This section includes considerations and best practices for configuring CloudPools.
CloudPools settings can be changed either on the CloudPools setting tab or on a per-file-pool policy from the OneFS WebUI. It is highly recommended to change these settings on a per-file-pool policy. The following list includes general considerations and best practices for CloudPools settings.
- Encryption: Encryption is an option that can be enabled either on the PowerScale cluster or on ECS. The recommendation is to enable encryption on the PowerScale cluster instead of on ECS. If the average CPU is high (greater than 70%) on the PowerScale cluster, the encryption can be enabled on ECS instead of on the PowerScale cluster. Encryption adds an additional load on the PowerScale cluster. Encryption can also impact the CloudPools archive and recall performance.
- Compression: Compression is an option that can be enabled on the PowerScale cluster, in which file data is compressed before sending it to ECS. ECS will automatically compress the file data if it has not already been compressed to optimize space utilization. If network bandwidth is a concern, the recommendation is to enable compression on the PowerScale cluster to save network resources. When the compression is disabled on the PowerScale cluster, ECS will automatically compress the file data. Compression adds an additional load on the PowerScale cluster which means it might take more time to archive files from PowerScale storage to ECS.

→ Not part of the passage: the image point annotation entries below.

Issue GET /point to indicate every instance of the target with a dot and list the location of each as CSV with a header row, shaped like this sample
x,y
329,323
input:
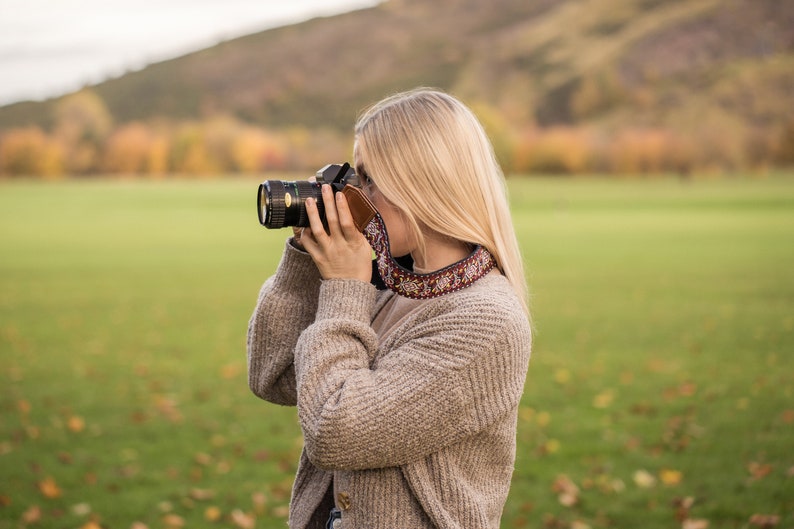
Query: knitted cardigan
x,y
415,428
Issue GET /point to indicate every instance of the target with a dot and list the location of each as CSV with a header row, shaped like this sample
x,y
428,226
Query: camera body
x,y
281,204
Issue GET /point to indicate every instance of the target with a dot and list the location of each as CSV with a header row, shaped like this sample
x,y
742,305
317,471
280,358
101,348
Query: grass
x,y
659,394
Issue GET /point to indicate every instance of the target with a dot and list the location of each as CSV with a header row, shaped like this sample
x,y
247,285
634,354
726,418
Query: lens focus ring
x,y
275,204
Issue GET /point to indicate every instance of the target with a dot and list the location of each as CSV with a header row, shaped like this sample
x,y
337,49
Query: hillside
x,y
607,64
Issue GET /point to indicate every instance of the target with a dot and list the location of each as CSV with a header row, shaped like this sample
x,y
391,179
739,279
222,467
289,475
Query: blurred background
x,y
648,147
192,88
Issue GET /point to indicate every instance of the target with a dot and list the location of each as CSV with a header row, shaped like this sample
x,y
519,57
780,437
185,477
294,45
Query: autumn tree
x,y
30,152
82,122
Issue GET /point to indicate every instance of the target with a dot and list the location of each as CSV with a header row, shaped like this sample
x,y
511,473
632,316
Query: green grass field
x,y
660,393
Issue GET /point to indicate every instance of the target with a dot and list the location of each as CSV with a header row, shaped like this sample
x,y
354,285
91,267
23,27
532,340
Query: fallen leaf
x,y
765,521
202,494
759,470
259,499
32,515
212,514
644,479
173,521
243,520
551,446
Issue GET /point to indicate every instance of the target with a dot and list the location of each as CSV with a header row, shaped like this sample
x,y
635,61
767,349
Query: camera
x,y
280,204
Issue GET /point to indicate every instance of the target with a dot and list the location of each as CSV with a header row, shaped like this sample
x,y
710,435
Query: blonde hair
x,y
430,157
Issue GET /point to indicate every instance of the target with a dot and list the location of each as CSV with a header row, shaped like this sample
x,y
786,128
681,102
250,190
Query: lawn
x,y
660,393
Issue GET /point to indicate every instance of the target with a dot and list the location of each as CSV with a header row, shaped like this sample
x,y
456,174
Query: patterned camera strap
x,y
423,286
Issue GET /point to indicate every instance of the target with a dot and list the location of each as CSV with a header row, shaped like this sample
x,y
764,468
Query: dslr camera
x,y
281,204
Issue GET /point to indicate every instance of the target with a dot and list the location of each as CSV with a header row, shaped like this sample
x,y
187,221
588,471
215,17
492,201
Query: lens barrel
x,y
281,204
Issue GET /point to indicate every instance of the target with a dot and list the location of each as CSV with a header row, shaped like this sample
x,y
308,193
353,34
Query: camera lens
x,y
281,204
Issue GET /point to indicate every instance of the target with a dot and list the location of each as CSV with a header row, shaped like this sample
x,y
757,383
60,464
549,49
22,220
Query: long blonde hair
x,y
430,157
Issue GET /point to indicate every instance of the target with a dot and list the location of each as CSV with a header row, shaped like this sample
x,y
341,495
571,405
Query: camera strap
x,y
423,286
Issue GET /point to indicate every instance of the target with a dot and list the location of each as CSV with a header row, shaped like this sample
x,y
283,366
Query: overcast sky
x,y
50,47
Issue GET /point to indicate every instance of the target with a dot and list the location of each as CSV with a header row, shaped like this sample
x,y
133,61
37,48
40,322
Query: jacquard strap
x,y
423,286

- Data retention: The recommendation is to explicitly set the data retention for the file data being archived from the PowerScale cluster to ECS. If the SmartLink files are backed up with SyncIQ or NDMP, the data retention defines how long the cloud objects remain on the ECS. Once the retention period has passed, the PowerScale cluster sends a delete command to ECS. The ECS marks the associated cloud objects for deletion. The delete process is asynchronous and the space is not reclaimed until garbage collection completes. This process is a low-priority background process, which might take days to fully reclaim the space depending on how busy the system is.
- Local data cache: If the storage space is limited on the PowerScale cluster, the recommendation is to set lower values for the Writeback Frequency and Cache Expiration. This option reduces the time to keep file data in the local data cache and frees up storage space sooner on the PowerScale cluster.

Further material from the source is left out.